The New York Jets turned heads around the NFL on Wednesday when they fired general manager Mike Maccagnan.
The move was baffling because of the timing. Maccagnan was allowed to run the team’s draft (where the Jets had the No. 3 overall pick) and handle the biggest part of free agency (including signing Le’Veon Bell), but couldn’t keep his job into the regular season.
The big picture: Looking at the results alone, defending the move is a little easier. In four years with Maccagnan as GM, the Jets went 24-40 (going 14-34 over the final three seasons). Naturally, they didn’t make the playoffs once. When we look back at the moves made under Maccagnan’s watch, it’s not hard to see why it all went so wrong.
Maccagnan’s first year: While things ended up going poorly for the Jets under Maccagnan’s watch, they didn’t start so bad.
- In Week 16, the Jets defeated the New England Patriots to move to 10-5.
- The win put New York in a spot where it needed only a Week 17 win to make the playoffs. It also greatly contributed to the Pats not getting home field advantage in that year’s playoffs.
- With Maccagnan and first-year coach Todd Bowles running the show, it felt like a new day had finally arrived for the Jets.
- Unfortunately, those good vibes disappeared the next week. The Jets were upset by the Buffalo Bills (coached by the man Bowles replaced, Rex Ryan) and missed the playoffs despite going 10-6.
- While Maccagnan and Bowles were both granted extensions following the 2017 season, Week 17 in 2015 really marked the beginning of the end for both. From that point on, the losses far outweighed the wins.
So, we know that the end result was poor. But the question is, what caused the poor results?
For that, we need to look at Maccagnan’s drafts.
The draft is where teams are built: From that perspective, Maccagnan fell well short.
- Maccagnan’s inagural draft in 2015 landed Leonard Williams, Devin Smith, Lorenzo Mauldin, Bryce Petty, Jarvis Harrison, and Deon Simon. Williams is the only player from that draft still with the Jets. In fact, Williams, Smith, and Simon are the only players presently signed to NFL contracts.
- As uninspiring as that draft class was, the 2016 class was even more cringe-worthy. Darron Lee was New York’s first pick that year. Lee is still with the Jets. But he’s consistently ranked as one of the NFL’s worst outside linebackers throughout his career. And as bad as the first round pick was, the second rounder was worse.
- The second-round pick that year was used on quarterback Christian Hackenberg. Hackenberg struggled so much in practices and preseason games that no matter how meaningless the regular season games were, he just couldn’t get in.
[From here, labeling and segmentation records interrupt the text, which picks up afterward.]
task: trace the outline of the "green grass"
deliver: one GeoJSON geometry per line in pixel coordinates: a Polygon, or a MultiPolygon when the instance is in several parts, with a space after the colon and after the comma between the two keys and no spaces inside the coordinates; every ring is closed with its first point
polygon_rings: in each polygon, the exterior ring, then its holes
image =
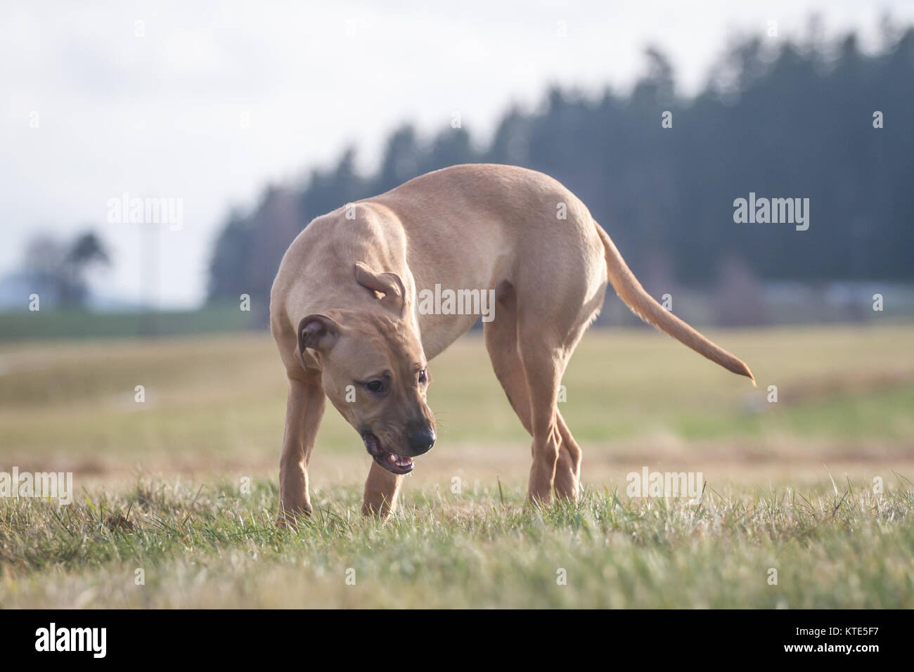
{"type": "Polygon", "coordinates": [[[914,606],[908,482],[878,496],[709,489],[699,506],[523,497],[430,488],[378,523],[356,489],[335,488],[294,532],[272,524],[271,482],[20,500],[0,509],[0,607],[914,606]]]}
{"type": "Polygon", "coordinates": [[[329,408],[295,533],[272,523],[269,336],[2,344],[0,471],[73,471],[77,496],[0,499],[0,607],[914,606],[914,326],[709,336],[758,389],[649,330],[589,333],[560,407],[586,493],[533,509],[529,437],[471,335],[431,363],[440,439],[398,515],[358,514],[370,458],[329,408]],[[643,466],[702,472],[701,506],[630,499],[643,466]]]}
- Following the 2017 season, Hackenberg was traded to the Oakland Raiders for a conditional seventh had brief stints with the Cincinnati Bengals and Philadelphia Eagles (not seeing any action) before eventually ending up in the AAF — with some rough results. It’s hard to imagine a worse second round pick.
- With Jamal Adams and Marcus Maye, the 2017 Draft was better. The 2018 Draft yielded Sam Darnold, who looks like a franchise quarterback. Tight end Chris Herndon also had a nice rookie season.
- Of course, we don’t know how the 2019 Draft will turn out. But if it goes well, five years of drafts will have yielded maybe 7-8 key players. That’s not good, especially for a team who’s generally drafted high.
Now, the draft isn’t the only way to acquire players.
Free agency and trades: The results here aren’t pretty. Far from it.
- Prior to the 2015 season, the Jets brought Darrelle Revis back and traded for Brandon Marshall and Ryan Fitzpatrick. For one year, those moves worked okay. But that magic didn’t extend to 2016.
- After the 2015 season, the Jets and Muhammad Wilkerson agreed to a contract extension. Almost immediately, his game went south.
- Prior to the 2017 season, New York acquired Jermaine Kearse in a trade with the Seattle Seahawks. He had a solid first year for the Jets. But in 2018, he caught only 37 passes for 371 yards.
- Following the 2018 season, the Jets signed Bell. We can’t say how that will turn out. But the early returns haven’t been strong.
On top of that, new head coach Adam Gase was reportedly not on board whatsoever with the team spending big on running back Le’Veon Bell.
Final word: Maccagnan’s run in New York can get some vindication if the 2018 and 2019 moves pan out well. But thus far, Maccagnan’s draft picks and signings have landed the Jets very little in terms of foundational players. That explains the record.
The timing of Maccagnan’s firing will never make sense. But from a pure results standpoint, we can’t question it.